Perhaps my favorite excerpt is when Hsu says,
while the financial crisis is happening, you go down the hall and start talking to your economist colleague, and then you realize the economist colleague doesn’t actually know what a credit default swap is, but at the same time is giving you some long spiel about what’s happening in the economy. So I’m in a weird position because more than half of the theoretical physicists that I trained with, was educated with, ended up on Wall Street in hedge funds and creating these instruments. And I considered that as a career option for some time. So I had carefully studied lots of things like options pricing theory, and derivatives and all the math that’s required to be a quant on Wall Street I understood pretty well.
Also, note Hsu’s elitist thoughts near the end of the interview.
One of the privileges of reading Emergent Ventures applications is that I get a cross-sample — admittedly a skewed one — of who and what is actually influencing people.
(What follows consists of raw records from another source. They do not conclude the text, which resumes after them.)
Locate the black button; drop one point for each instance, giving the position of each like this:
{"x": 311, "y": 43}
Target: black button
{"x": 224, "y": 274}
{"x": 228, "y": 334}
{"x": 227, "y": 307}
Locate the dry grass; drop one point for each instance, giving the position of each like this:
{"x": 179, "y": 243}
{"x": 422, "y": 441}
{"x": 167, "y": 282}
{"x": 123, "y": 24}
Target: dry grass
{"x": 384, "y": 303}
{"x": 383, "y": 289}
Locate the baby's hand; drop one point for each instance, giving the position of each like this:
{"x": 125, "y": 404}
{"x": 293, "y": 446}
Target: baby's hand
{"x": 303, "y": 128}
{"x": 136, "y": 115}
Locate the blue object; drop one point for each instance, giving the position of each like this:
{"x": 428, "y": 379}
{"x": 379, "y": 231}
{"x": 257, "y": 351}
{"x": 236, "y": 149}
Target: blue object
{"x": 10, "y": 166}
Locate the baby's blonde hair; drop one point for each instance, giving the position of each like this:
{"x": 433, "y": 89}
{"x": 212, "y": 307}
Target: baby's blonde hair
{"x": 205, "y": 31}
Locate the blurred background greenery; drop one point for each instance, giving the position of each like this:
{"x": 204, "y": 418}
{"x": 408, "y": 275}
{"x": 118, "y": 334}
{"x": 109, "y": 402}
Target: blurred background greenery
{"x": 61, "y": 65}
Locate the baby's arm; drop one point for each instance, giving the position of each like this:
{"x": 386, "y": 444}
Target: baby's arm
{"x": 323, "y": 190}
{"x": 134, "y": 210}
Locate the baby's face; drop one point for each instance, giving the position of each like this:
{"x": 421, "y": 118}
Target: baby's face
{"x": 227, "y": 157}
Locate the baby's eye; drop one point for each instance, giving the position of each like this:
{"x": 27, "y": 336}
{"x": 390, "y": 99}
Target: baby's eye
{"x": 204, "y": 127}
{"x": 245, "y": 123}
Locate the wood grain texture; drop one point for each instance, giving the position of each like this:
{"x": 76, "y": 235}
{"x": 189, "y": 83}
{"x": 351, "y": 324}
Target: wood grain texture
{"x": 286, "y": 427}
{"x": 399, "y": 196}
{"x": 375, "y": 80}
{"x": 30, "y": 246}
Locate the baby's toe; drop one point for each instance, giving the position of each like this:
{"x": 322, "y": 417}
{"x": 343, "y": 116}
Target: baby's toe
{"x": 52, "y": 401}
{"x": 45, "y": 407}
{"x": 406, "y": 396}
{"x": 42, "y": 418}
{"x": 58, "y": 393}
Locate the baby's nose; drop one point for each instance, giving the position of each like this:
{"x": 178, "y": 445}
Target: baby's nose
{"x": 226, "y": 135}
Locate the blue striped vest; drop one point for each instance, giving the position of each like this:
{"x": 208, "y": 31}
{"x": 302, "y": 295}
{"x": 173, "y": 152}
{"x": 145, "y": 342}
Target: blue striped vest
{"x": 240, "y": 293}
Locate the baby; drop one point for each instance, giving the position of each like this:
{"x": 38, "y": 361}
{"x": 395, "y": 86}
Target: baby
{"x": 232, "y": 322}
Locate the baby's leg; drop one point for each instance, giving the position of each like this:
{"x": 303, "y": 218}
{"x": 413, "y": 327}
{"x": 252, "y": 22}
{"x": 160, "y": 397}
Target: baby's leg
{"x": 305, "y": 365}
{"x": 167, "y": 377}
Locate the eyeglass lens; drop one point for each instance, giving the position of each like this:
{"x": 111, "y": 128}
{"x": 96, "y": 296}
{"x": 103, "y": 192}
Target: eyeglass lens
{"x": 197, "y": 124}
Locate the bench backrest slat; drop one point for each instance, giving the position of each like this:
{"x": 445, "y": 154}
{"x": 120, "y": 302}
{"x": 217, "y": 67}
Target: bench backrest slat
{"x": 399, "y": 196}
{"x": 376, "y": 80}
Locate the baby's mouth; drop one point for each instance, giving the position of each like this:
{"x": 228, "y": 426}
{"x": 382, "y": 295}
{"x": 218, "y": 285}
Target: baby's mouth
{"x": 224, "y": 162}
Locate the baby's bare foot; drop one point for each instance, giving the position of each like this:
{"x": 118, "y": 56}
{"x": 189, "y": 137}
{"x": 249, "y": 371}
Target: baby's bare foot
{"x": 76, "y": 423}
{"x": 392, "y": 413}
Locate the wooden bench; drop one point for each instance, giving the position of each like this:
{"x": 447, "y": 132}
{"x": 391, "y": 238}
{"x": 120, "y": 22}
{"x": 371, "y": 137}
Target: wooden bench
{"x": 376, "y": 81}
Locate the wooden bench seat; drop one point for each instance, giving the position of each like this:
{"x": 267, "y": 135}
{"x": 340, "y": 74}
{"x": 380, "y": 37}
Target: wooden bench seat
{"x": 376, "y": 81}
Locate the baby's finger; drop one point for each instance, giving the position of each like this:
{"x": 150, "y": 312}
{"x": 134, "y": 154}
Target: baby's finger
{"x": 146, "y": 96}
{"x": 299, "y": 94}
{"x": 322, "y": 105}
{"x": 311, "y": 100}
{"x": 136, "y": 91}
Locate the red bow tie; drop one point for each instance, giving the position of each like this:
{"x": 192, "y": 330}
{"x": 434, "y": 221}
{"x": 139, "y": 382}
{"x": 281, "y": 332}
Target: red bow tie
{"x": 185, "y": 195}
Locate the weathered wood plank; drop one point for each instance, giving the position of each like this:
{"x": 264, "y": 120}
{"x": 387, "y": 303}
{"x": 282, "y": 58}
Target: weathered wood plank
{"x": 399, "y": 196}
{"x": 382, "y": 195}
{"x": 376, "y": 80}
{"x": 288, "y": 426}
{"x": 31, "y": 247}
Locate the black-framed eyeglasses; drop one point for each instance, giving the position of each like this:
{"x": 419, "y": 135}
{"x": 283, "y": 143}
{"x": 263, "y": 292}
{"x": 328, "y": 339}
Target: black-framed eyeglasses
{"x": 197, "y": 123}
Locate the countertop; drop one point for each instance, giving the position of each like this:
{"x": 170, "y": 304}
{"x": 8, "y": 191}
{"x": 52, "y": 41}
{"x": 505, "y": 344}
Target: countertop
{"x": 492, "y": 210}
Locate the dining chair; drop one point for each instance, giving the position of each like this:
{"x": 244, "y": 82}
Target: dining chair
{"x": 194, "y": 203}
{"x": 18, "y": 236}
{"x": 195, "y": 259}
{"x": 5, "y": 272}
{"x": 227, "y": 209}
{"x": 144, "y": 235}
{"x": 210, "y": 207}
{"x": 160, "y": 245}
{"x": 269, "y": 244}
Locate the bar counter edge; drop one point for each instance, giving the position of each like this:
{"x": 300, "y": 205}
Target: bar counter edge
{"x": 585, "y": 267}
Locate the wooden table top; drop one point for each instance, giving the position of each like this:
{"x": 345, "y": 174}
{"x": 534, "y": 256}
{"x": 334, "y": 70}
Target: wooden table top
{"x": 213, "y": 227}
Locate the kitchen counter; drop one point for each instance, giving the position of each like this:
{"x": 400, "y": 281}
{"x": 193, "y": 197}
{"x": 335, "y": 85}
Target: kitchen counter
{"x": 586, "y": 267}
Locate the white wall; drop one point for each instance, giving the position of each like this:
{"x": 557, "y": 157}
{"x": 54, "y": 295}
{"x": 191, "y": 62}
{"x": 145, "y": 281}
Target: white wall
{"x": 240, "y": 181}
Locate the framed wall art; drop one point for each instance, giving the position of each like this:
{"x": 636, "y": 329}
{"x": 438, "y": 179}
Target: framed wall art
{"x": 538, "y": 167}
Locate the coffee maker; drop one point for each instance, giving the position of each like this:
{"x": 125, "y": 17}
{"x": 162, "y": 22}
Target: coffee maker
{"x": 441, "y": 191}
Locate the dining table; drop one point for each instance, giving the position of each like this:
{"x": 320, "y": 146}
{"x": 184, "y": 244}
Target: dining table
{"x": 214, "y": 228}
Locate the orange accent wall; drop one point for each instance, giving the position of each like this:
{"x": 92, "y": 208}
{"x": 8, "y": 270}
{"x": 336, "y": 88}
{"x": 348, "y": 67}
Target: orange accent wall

When it comes to smart and many of the very smartest young people, the influence of Effective Altruism on their thought is radically underreported and underrepresented.
When trapped in a group of lefties, it used to work to say, “I’m not a conservative. I’m a libertarian.” But now they hate libertarians as much as conservatives.
Similarly, I fear that the point of a young capitalist talking up Effective Altruism is to try to signal to socialists that you’re not as bad as a real capitalist. To which I say, “Phooey.”
What do-something-ism does fulfill is the psychological desire for order. For a do-something-ist, if something is being done about it, neuroses are subdued and permission is given to proceed with normal life. The chronic version has a psychological name: generalized anxiety disorder, which according to Jean Twenge’s book iGen, affects three in five Zoomers. You might even remember that a recent CIA recruiting video that was roundly mocked for using ‘woke’ buzzwords also treated this affliction as a positive identity. As destructive as creating a tribe around an arbitrary demographic is, creating a tribe around a psychological condition that impairs your judgment of risk is severely worse, particularly for an intelligence agency.
Re: "while the financial crisis is happening, you go down the hall and start talking to your economist colleague, and then you realize the economist colleague doesn’t actually know what a credit default swap is, but at the same time is giving you some long spiel about what’s happening in the economy."—Steven Hsu
Academics spend much of their time with students, who know little, and who tend to assent, at least outwardly, to a professor's pronouncements. It's unlikely that students provide a check on a professor's competence.
Academics also spend much of their time with peers, comparing research. Peer review is their 'market test;' but external, real-world tests rarely happen outside STEM. There is substantial risk that sound epistemic norms yield to peer conformity -- a mutual validation society.
Re: Hsu's elitist thoughts.
Compare Richard Hanania's alternative to elitism in his latest SubStack essay, "How to Think about the 'Current Thing'":
"One thing I find odd about the anti-SJW crowd, say your median contributor to Quillette, is that they seem to believe that IQ is real and important and also that normal people with average IQs can be expected to think for themselves and reach reasoned conclusions about economics, geopolitics, and epidemiology. But the truth is you’re not going to be able to teach 'critical thinking' in schools, so you might as well decide in which direction you want people to be sheep.
[... ] you often have to choose between movements that are pro-current thing ('trust the experts') and the aforementioned knee-jerk contrarianism that is unhealthy in an intellectual but in practice can make for relatively sound policy.
[...] Of course, I advise you to think for yourself, seek out objective evidence, and proceed with intellectual humility. But if you’re going to be involved in politics at any level – from voting to campaigning or running for office – we all have to choose what movements, political parties, and programs to support. We also have to decide which priors we should start with when consuming new information and incorporating it into our worldview. As far as heuristics go, 'oppose the current thing' is probably pretty good as long as it’s not the only one you’re using."